Again it should have been obvious to anyone who had given any thought at all to the opportunities which existed during this period that the first necessity for the SPGB was an efficient organisation. Efficiency was clearly impossible, however, so long as the Party did not have even a single full-time worker acting as co-ordinator from Head Office. It was with this in mind that some of us moved the above resolution and saw it passed at the 1969 Party Conference – only to find that the SPGB Executive Committee “allowed the matter to lapse” (Report of the Proceedings of the 66th SPGB Delegate Meeting, 1969, p8). It was announced at that Delegate Meeting that the “Executive Committee’s attitude is that because of the Party’s financial difficulties they will not set up a Committee at the moment.” Nor was a committee ever subsequently appointed, a majority of the SPGB membership being prepared to accept this decision of their Executive Committee.

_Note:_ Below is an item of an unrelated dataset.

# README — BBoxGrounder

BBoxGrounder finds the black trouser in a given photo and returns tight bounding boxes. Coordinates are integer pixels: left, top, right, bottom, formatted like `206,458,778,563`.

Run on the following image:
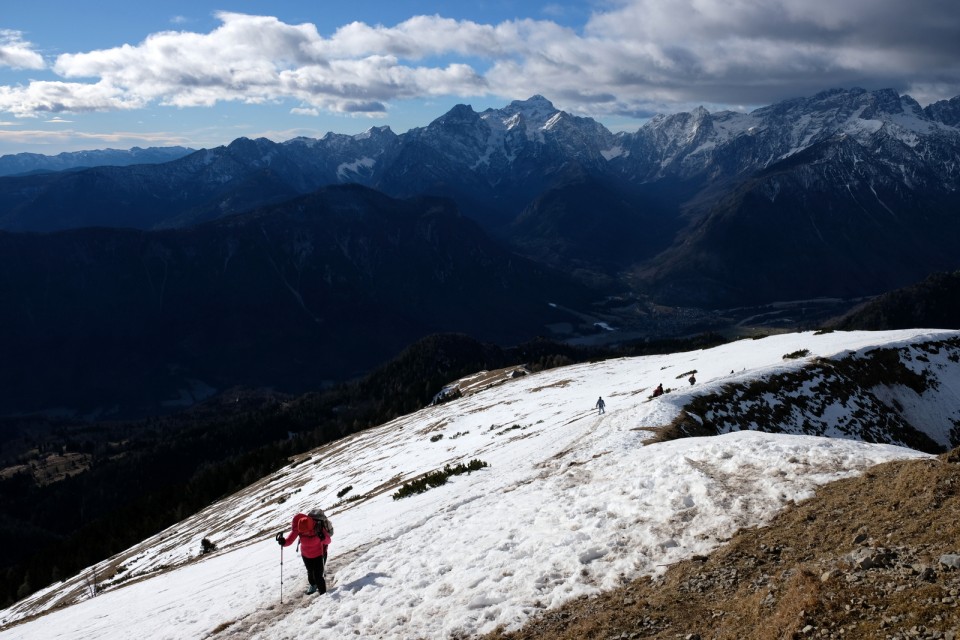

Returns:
301,554,327,593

But what was the state of the SPGB’s finances at this time? I am not disputing that in 1969 the Party’s bank account stood at a low figure but what I do want to spotlight is the fact that the membership dues stood then at 1/- per week. In other words, translated into hard cash, the average member of the SPGB’s commitment to the revolution stood at 5p per week. This was what lay behind the shameful argument that a Party of more than 600 members could not support a single full-time worker. By way of comparison (and this was pointed out in a related discussion at the SPGB Conference the same year) at the relevant time groups like IS and the SLL were levying themselves at the rates of 2/6 (12.5p) per week and 10/- (50p) per week respectively – and as a result were far outstripping the SPGB both in organisational efficiency and in their impact on the working class. I said it then and I say it again now that if the majority of the members of the SPGB are not prepared to more than match the dedication shown by these rival organisations they can never hope to turn the sort of opportunity which presented during the period of the second Wilson government to the advantage of the socialist movement. What is more, in the absence of such revolutionary commitment, neither does the SPGB deserve to be taken seriously by the working class.